= Donald Beves =

English academic (1896–1961)

Donald Howard Beves (6 March 1896 – 6 July 1961) was an English academic whose subject was modern languages, and dean and later vice-provost of King's College, Cambridge.

==Life==
Beves was the son of Edward Leslie Beves, a prosperous Brighton timber merchant, and was educated at Windlesham House School, Rugby School, and King's College, Cambridge. He gained a classics scholarship to King's in December 1914 but postponed his further education to serve with the Rifle Brigade during World War I. By 1919 he was a captain commanding the drill unit of the Central School of Instruction at Berkhamsted. That same year he took up his place at King's, where he graduated in 1922 with a First in the Classical Tripos and a Second in modern languages.

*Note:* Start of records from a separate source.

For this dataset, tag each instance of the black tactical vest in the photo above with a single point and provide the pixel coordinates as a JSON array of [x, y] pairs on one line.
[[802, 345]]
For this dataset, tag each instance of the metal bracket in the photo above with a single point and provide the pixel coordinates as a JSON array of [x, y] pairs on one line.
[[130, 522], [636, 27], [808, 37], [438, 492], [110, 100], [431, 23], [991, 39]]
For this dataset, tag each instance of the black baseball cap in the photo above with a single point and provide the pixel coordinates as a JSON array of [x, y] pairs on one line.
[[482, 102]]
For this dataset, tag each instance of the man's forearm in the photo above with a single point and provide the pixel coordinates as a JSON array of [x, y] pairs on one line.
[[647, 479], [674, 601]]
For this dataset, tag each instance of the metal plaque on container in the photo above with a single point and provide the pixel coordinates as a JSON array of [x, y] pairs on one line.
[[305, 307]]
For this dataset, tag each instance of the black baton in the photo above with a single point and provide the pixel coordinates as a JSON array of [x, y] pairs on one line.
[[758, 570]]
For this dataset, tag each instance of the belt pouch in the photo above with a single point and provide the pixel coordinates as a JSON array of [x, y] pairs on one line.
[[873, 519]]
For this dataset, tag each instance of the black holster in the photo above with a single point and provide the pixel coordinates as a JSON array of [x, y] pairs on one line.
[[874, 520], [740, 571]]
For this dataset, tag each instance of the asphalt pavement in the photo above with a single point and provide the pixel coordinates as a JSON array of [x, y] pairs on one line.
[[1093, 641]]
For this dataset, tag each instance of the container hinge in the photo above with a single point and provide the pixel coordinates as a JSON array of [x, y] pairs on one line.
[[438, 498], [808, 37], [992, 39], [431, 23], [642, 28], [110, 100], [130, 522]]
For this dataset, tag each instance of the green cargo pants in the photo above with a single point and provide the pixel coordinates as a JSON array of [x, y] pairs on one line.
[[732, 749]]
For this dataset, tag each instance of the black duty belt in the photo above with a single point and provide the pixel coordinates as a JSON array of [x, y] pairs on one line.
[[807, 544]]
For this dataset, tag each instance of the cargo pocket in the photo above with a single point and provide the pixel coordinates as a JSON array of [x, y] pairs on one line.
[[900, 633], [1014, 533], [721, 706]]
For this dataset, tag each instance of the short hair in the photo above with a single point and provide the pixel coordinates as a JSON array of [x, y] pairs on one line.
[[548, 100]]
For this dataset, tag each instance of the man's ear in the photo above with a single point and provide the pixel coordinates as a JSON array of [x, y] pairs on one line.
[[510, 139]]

He became a clerk at the House of Commons, but after writing a thesis on the Holy Grail he was given a Fellowship of King's. In 1926 he was appointed as dean of the college and in 1946 as vice-provost. At his death in 1961, The Times said of him "although he wrote little, he delivered ... important lectures on sixteenth-century French literature". He was also chairman of the governing body of Trent College in Derbyshire.

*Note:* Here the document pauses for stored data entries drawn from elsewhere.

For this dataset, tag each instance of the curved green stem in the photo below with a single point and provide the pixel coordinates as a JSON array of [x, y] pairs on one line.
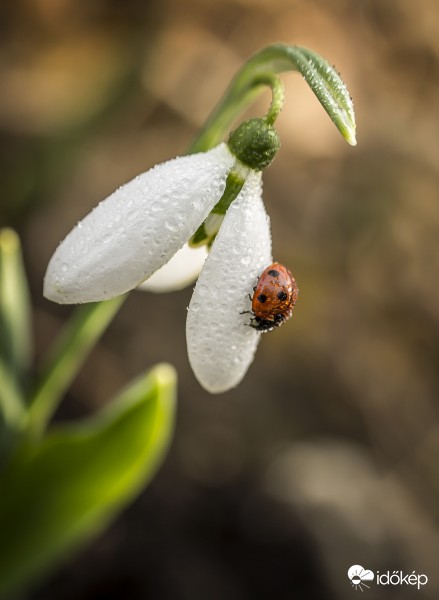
[[248, 82]]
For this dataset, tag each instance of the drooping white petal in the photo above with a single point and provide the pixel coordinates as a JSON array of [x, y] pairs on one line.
[[221, 345], [182, 270], [137, 229]]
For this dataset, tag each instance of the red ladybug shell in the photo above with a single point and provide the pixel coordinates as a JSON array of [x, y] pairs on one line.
[[274, 297]]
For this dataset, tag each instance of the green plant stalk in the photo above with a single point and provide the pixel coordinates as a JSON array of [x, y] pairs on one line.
[[67, 356], [15, 330], [259, 71], [247, 83]]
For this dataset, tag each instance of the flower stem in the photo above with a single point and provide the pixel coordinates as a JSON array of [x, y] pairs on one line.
[[323, 79]]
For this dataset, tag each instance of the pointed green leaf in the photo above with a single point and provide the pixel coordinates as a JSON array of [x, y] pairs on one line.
[[15, 328], [59, 493], [66, 357], [323, 79]]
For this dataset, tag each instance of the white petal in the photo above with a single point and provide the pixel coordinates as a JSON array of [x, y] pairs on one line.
[[182, 270], [221, 345], [137, 229]]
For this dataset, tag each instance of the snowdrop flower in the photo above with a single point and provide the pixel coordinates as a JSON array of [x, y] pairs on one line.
[[211, 199]]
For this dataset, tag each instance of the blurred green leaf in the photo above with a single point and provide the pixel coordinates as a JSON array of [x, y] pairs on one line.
[[322, 78], [66, 357], [15, 328], [62, 491]]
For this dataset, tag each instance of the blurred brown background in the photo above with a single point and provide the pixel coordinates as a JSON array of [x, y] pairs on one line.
[[327, 454]]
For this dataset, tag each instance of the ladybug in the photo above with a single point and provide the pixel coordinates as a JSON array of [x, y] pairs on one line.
[[274, 298]]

Beves had considerable private means. He entertained lavishly and was one of the few fellows at Cambridge to drive a Rolls-Royce. He also produced many plays at Cambridge.

In June 1977, Peter Hennessy accused Beves of being the "fourth man" in the affair of Philby, Burgess, and Maclean. However, Geoffrey Grigson and others immediately leapt to the defence of Beves, considering him to be uninterested in politics. It later transpired that the role Hennessy suggested for Beves was that of Anthony Blunt.